Cash NOI is a non-GAAP financial measure that is intended to reflect the performance of our properties. We define Cash NOI as NOI excluding amortization of above/below market lease intangibles and straight-line adjustments that are included in GAAP lease revenues. We believe that Cash NOI is a helpful measure that both investors and management can use to evaluate the current financial performance of our properties and it allows for comparison of our operating performance between periods and to other REITs.
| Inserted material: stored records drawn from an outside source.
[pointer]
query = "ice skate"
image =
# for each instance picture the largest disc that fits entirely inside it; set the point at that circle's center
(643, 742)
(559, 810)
Cash NOI should not be considered as an alternative to net income (loss), as an indication of our financial performance, or to cash flows as a measure of liquidity or our ability to fund all needs. The method by which we calculate and present Cash NOI may not be directly comparable to the way other REITs calculate and present Cash NOI.
Cash paid for interest is calculated based on the interest expense less non-cash portion of interest expense and amortization of mortgage (discount) premium, net. Management believes that cash paid for interest provides useful information to investors to assess our overall solvency and financial flexibility. Cash paid for interest should not be considered as an alternative to interest expense as determined in accordance with GAAP or any other GAAP financial measures and should only be considered together with and as a supplement to our financial information prepared in accordance with GAAP.
SOURCE The Necessity Retail REIT, Inc.